Она закрыла энциклопедию и вышла в большой вестибюль. Филолог с впавшими щеками последовала за ней. Они устроились на холодной мраморной скамье в вестибюле. Азиадэ раскрыла книгу. Из переливов четверостиший выступали серые скалы Испании, полководец Тарик в мерцающем свете факелов переходил ночью Гибралтарский пролив и, ступив ногой на скалу, клялся халифам покорить испанскую землю. Филолог восторженно вздохнула. Ей казалось несправедливым, что в Турции каждый ребенок знает турецкий, а она, ученая, должна прикладывать столько труда, чтобы одолеть его.
– Я болею, – сказала Азиадэ и отложила «Тарик». Она задумчиво посмотрела на черного орла, украшающего мраморный пол, затем поднялась и сказала: – Мне надо идти, коллега. – Азиадэ попрощалась и в неожиданно хорошем расположении духа направилась к выходу.
Крепко сжимая в руках портфель, она шла по шумной Фридрихштрассе. Над Берлином висел легкий осенний дождь. У вокзала, словно солдаты на параде, выстроились продавцы газет.

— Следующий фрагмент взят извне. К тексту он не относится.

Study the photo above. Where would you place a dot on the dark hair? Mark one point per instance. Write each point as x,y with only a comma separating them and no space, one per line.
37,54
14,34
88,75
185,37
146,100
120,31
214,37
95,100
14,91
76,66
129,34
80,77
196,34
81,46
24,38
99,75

Азиадэ подняла воротник тонкого плаща. На Адмиралштрассе в сумерках дождя ее маленькая ножка подвернулась и проезжавшая мимо машина обрызгала девушку грязью из лужи. Чулки тут же покрылись отвратительными серыми пятнами. Раздосадованная, она пошла дальше. Свинцовая Шпрее отдавала тусклой синевой. Азиадэ остановилась на мосту, разглядывая металлические конструкции вокзала. Где-то над головой прогрохотал поезд.
Перед ней лежала сверкающая от осеннего дождя широкая Фридрихштрассе. Этот чужой город был прекрасен классической прямотой своих мокрых пустынных улиц. Азиадэ глубоко вдохнула его чужой воздух и посмотрела на серые лица прохожих. Ее романтический ум высматривал в длинных, гладко выбритых лицах прохожих отставных капитанов подводных лодок, предпринимавших отчаянные походы к берегам Африки; жесткие голубые глаза мужчин таили мрачные воспоминания о полях сражений во Фландрии, в снежных пустынях России, пылающих песках Аравии.

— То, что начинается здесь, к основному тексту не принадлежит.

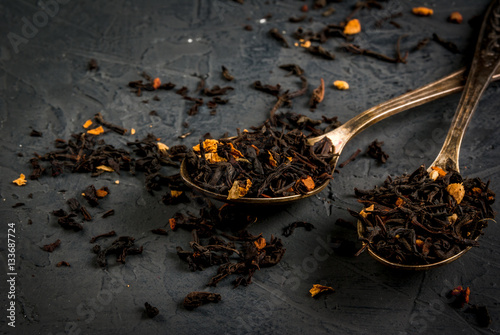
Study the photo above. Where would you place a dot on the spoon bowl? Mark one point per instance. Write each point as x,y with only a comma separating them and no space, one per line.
342,135
485,63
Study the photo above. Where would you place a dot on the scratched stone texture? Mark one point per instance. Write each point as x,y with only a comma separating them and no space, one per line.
44,85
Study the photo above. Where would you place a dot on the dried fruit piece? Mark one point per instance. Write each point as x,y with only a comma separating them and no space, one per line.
457,191
317,289
422,11
341,85
308,183
196,299
21,180
352,27
175,194
364,211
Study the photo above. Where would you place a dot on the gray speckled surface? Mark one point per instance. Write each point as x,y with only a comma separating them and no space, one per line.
45,86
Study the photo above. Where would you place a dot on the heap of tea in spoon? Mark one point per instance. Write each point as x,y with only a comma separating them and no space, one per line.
434,216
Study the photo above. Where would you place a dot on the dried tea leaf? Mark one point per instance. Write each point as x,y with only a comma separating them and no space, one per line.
317,289
364,211
235,152
308,183
21,180
341,85
352,27
260,243
457,191
175,194
237,191
318,94
422,11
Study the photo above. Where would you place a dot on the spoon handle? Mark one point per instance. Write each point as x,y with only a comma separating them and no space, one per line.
484,64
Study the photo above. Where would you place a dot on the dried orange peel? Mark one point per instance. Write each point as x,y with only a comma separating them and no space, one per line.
239,189
341,85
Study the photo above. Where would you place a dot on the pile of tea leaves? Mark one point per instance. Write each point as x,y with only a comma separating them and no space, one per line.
415,219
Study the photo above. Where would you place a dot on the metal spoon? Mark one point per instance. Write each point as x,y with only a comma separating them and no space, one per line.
484,65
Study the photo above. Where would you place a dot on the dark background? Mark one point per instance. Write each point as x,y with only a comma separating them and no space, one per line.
45,85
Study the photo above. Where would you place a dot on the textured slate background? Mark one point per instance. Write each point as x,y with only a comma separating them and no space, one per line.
45,86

На невообразимо длинной Луизенштрассе дома постепенно приобретали красноватый оттенок. На углу улицы мужчина в толстых шерстяных перчатках продавал каштаны. У него были глубокие голубые глаза, и Азиадэ подумала, что в их жестком, полном уверенности взгляде есть что-то от короля Фридриха и поэта Клейста.[4] Но тут продавец каштанов смачно сплюнул. Азиадэ испуганно отшатнулась. Да, от этих мужчин можно ожидать чего угодно, а Клейст уже давно покинул этот мир.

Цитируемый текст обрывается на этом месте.